The report also states that “the sections of Main Street and Ferry Street spanning Malden and Everett,” where the MPO has funded the Reconstruction of Ferry Street, South Ferry Street, and a Portion of Elm Street Project, “rank among the busiest roadways.” Both Exchange Street in Malden and the intersection of Ferry Street and Broadway in Everett showed high numbers of Lime riders on “high-stress facilities,” with no “safe or pleasant bicycle infrastructure.” The roadway segments included in the Ferry Street project area all received “poor” or “fair” PRCA grades for safety. The significant number of trips occurring at these locations shows the need for quality bicycle facilities there, which will soon be addressed by MPO investment.
Lime’s recent announcement that it would cease dockless bike-share operations in the region leaves a gap in service for locations with demand for bicycle accommodations. MAPC is currently working with municipalities that formerly hosted Lime bikes—Newton, Watertown, Arlington, Chelsea, and Revere—to expand Bluebikes. Bluebikes currently has bike-share stations in Boston, Brookline, Cambridge, Everett, and Somerville.
As the seven TIP projects above break ground over the next year, MPO staff will track how construction improves the PRCA scores at these locations and how the MPO’s capital funding is working to address safety for people walking in the region.

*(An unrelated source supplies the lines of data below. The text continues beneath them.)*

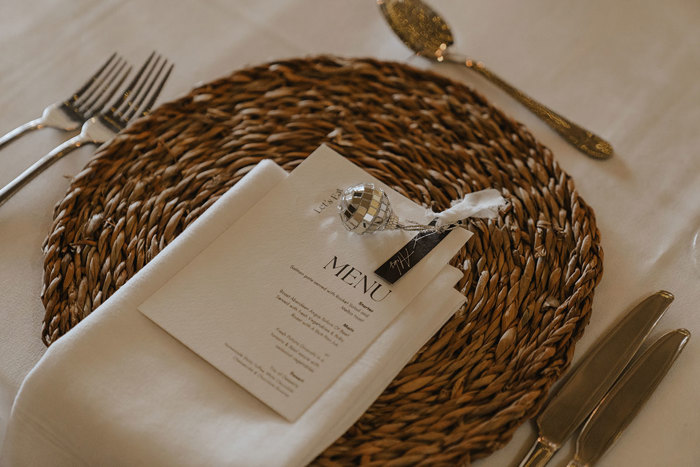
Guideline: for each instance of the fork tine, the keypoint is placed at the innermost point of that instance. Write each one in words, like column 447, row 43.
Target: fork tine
column 125, row 94
column 95, row 85
column 139, row 90
column 77, row 94
column 156, row 93
column 112, row 91
column 88, row 104
column 136, row 104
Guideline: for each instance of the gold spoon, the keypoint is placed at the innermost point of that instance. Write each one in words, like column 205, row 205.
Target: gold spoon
column 427, row 34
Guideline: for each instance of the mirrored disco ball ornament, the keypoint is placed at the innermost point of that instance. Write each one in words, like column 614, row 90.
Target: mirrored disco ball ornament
column 365, row 209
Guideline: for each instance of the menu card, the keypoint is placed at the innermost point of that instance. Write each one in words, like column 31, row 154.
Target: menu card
column 285, row 299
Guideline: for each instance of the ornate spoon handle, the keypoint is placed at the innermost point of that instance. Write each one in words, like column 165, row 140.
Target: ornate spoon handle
column 585, row 141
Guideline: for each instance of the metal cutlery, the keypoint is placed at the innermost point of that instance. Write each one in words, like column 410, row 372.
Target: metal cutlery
column 621, row 404
column 85, row 102
column 137, row 99
column 593, row 377
column 426, row 33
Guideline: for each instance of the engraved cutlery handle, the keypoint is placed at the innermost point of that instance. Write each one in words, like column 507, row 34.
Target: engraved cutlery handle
column 20, row 130
column 587, row 142
column 39, row 166
column 539, row 454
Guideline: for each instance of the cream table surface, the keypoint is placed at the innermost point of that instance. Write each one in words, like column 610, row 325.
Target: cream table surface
column 626, row 69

Visit the PRCA database to see locations that have been evaluated, and score locations in your community using the instructions provided in the How to Score PRCAs manuals. Send your findings to Bicycle and Pedestrian Program Manager, Casey-Marie Claude, and the database will be updated to include your scores. See other work related to bicycle and pedestrian access in the region including a recent report on how customers travel to and from central business districts.
FFY 2019 ended in September concluding a year of research studies and technical work at the MPO. These studies will be presented to the MPO board and will be available on the MPO’s website in the coming months. Keep an eye out for the results of analyses on topics such as reverse commuting, new metrics for roadway usage, and the evolving usage of the curb.